# Craigslist Score



## slotcarwilly (Jun 28, 2009)

Got this score a few weeks ago. I did a little long distance Craiglist search and got lucky. I was able to get my Dad to pick them up for me since he lived near by. I live in FL and he lives in Northern Indiana. 

It came with three race sets. I had him ship me the cars. I'll get the track when he comes down to visit.


----------



## Joe65SkylarkGS (Feb 15, 2010)

Cool looking buinch. Especially the 43 Olds. That one is not so common.

Wwelcome Willy


----------



## plymouth71 (Dec 14, 2009)

good score! There still out there guys!


----------



## SplitPoster (May 16, 2006)

That is a nice haul!
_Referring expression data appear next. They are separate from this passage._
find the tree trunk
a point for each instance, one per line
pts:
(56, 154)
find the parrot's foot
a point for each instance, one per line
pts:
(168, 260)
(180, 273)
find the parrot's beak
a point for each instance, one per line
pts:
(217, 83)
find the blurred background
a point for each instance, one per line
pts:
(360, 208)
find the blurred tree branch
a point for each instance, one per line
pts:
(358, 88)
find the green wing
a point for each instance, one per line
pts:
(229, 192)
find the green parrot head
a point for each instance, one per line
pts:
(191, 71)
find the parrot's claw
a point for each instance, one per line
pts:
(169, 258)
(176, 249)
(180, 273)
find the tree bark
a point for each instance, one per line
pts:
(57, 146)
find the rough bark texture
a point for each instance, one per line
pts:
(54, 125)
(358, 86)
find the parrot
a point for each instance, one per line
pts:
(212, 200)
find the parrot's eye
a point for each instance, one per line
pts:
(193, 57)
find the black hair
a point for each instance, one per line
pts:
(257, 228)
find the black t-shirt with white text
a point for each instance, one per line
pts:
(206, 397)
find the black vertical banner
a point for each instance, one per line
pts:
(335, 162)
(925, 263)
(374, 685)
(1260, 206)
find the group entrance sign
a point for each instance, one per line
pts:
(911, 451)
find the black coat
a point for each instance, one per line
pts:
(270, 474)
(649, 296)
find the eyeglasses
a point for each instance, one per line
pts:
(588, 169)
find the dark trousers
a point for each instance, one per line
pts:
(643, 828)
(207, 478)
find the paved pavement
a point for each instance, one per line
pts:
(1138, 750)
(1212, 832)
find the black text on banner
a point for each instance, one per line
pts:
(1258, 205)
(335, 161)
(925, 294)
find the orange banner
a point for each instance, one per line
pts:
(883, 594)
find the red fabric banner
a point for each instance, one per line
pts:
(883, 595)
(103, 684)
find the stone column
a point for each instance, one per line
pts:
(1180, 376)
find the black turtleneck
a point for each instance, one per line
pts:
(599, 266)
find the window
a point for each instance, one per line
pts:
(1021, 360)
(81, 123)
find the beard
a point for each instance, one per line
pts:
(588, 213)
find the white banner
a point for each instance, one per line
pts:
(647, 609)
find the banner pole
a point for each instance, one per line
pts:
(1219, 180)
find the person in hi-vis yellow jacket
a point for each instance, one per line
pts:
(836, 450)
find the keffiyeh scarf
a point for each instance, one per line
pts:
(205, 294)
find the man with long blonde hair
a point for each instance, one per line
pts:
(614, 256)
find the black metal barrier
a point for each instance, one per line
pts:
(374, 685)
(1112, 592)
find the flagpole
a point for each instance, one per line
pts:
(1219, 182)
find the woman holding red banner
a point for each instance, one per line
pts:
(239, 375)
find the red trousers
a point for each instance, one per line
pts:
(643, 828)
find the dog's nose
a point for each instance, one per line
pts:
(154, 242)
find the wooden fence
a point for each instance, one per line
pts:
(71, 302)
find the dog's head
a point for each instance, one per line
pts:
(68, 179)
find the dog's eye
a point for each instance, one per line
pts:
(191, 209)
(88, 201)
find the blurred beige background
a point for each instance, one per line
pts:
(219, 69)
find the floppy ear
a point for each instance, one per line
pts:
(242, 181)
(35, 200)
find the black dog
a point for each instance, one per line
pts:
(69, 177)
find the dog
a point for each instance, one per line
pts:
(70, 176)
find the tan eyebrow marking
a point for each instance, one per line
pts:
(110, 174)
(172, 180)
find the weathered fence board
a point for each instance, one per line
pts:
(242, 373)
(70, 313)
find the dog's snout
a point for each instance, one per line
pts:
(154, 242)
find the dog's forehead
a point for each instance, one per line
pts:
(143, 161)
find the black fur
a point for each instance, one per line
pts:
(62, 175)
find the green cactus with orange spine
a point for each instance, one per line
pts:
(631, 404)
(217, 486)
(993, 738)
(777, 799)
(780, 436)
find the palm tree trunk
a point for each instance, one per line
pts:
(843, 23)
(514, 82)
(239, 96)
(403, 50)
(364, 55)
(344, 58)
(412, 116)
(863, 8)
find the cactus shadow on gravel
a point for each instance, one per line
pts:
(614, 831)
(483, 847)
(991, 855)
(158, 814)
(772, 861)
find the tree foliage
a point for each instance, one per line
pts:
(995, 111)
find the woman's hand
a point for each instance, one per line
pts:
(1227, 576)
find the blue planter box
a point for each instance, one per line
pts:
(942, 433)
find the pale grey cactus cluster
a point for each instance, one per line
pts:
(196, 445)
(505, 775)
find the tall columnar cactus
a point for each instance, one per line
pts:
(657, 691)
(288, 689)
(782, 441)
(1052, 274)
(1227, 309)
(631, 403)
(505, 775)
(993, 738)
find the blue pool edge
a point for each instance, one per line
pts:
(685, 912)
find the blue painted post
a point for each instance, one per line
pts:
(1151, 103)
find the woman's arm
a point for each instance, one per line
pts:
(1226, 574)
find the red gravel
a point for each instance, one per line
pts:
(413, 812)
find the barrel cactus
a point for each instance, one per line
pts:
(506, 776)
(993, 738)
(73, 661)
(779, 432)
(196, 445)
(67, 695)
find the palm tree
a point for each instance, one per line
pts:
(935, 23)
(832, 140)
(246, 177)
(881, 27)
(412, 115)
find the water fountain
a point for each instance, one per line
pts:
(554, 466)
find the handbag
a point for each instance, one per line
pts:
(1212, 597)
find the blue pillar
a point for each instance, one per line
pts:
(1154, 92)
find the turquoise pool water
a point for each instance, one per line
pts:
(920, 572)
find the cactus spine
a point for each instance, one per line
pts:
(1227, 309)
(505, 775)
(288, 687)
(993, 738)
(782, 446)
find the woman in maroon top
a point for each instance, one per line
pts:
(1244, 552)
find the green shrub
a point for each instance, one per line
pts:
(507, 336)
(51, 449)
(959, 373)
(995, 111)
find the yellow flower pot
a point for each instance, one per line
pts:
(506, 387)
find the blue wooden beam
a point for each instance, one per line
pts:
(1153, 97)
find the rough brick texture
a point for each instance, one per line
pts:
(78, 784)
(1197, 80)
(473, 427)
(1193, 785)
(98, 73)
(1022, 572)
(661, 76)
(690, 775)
Despite the obvious drawbacks with living far from friends and family, there apparently are a few benefits too!


----------



## Hittman101 (Oct 21, 2009)

Very nice score!!!


----------



## WesJY (Mar 4, 2004)

NICE HAUL!!

Wes


----------



## Boosted-Z71 (Nov 26, 2007)

That's nice I live in Northern Indiana and can never get anyone that advertises items for sale on Craig's list to call, text or e-mail me regarding purchasing what they have for sale. 

Good Score

Boosted


----------